Besides causing quite a stir every time it relaunches a classic icon, Cartier’s new novelties also enjoy warm receptions, thanks to the brand’s tireless attention to and relentless pursuit of perfect proportions.

Furthermore, unlike its contemporaries in top-tier luxury, Cartier ensures that the models it advertises are actually readily available to consumers. Shunting the sales tactic of creating scarcity has, in fact, won great favour among watch collectors.

Foreseeable speed bumps ahead

And although Vigneron has said that Cartier does not aspire to usurp global frontrunner Rolex, Cartier is still subject to many other impending challenges. Now more than ever, jewellery brands are asked to evidence the ethical and eco-friendly sourcing of their precious materials, like gold and diamonds.
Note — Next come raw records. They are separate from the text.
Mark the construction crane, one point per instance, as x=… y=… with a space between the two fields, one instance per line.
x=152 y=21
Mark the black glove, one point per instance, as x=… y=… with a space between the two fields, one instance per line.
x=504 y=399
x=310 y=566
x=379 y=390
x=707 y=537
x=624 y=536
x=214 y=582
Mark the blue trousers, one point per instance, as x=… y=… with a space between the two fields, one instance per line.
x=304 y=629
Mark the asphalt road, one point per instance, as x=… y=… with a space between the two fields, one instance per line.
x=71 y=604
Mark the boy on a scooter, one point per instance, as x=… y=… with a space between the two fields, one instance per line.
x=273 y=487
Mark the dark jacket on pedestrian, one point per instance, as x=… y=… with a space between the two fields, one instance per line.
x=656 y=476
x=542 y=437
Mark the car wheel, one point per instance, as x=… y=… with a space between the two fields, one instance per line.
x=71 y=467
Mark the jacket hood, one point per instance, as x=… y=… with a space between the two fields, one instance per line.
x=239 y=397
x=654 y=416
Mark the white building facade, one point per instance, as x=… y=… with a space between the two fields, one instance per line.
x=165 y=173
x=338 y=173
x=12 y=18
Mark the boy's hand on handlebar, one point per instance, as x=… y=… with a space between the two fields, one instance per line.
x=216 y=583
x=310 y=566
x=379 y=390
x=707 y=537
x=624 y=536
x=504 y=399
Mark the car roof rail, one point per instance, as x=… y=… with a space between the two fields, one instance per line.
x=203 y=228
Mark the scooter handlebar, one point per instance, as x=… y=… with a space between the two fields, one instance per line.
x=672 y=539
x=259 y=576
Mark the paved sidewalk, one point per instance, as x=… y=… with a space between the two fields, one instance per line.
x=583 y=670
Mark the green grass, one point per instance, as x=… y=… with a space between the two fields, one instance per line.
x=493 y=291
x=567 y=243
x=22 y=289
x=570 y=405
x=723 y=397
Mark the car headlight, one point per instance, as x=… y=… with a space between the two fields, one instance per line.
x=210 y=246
This has led Cartier to maintain high transparency when it comes to sourcing and carbon neutrality.

Another challenge: counterfeits. While the proliferation of watchmaking knowledge has nurtured a borderless global hotbed for independent brands, it has also produced many high-level counterfeit watchmakers, which presents a long-term challenge for an in-demand brand like Cartier.

Cartier watches

The 100th Anniversary Tank Cintrée. (Photo: Cartier)

Changing consumer tastes is another inevitability that Cartier will have to address when the time comes. While collectors might view Cartier watches as the bees’ knees right now, the watch industry has proven that a consumer trend can do a 180-degree turn within five to 10 years.

For example, the 40-plus-millimetre watches popular in the 2010s are given the cold shoulder now, and where women more commonly wore it in the past, men are now increasingly seen to covet jewellery watches too.

Still, it’s impossible to predict what the next two years will bring for any watch brand much less Cartier. Now that the global waves created by the crypto boom and COVID lockdown-motivated spending have completely died down, 2024 and 2025 are looking to be quieter years, not just for Cartier but for the luxury industry in general.

Geopolitical tensions in regions like the Middle East and Ukraine and between the United States and China have impacted not just tariffs but supply chains and disposable incomes. In our more connected world with more socially aware consumers, such international events have more influence on consumers’ inclinations towards specific brands and their brand values, which is a new reality that brands like Cartier have to navigate delicately.

Cartier watches

The desirable Cartier Pebble watch, first unveiled by Cartier London in 1972 and re-released in 2022. (Photo: Cartier)

However, when it comes to the universal hurdle that is digital transformation, Cartier has its finger on the pulse of modern e-commerce. Cartier’s online retail presence is futuristic and alluring. If you visit Cartier’s online platforms, the virtual experience of this luxury brand is unassailable.

And even though authorities have not been able to quash astronomical crime rates in Cartier strongholds like London and Paris — luxury consumers face a high likelihood of being robbed in these cities — Cartier’s gratifying virtual marketing and retail experiences have kept its watches and jewellery selling like hotcakes around the world.

Regardless of what the future holds, Vigneron and his band of merry men are not known to rest on their laurels, and we are confident that the chief (and his successor, who will be announced around 2025) will be able to tackle new challenges as they present themselves astutely. We’ll keep our eyes peeled.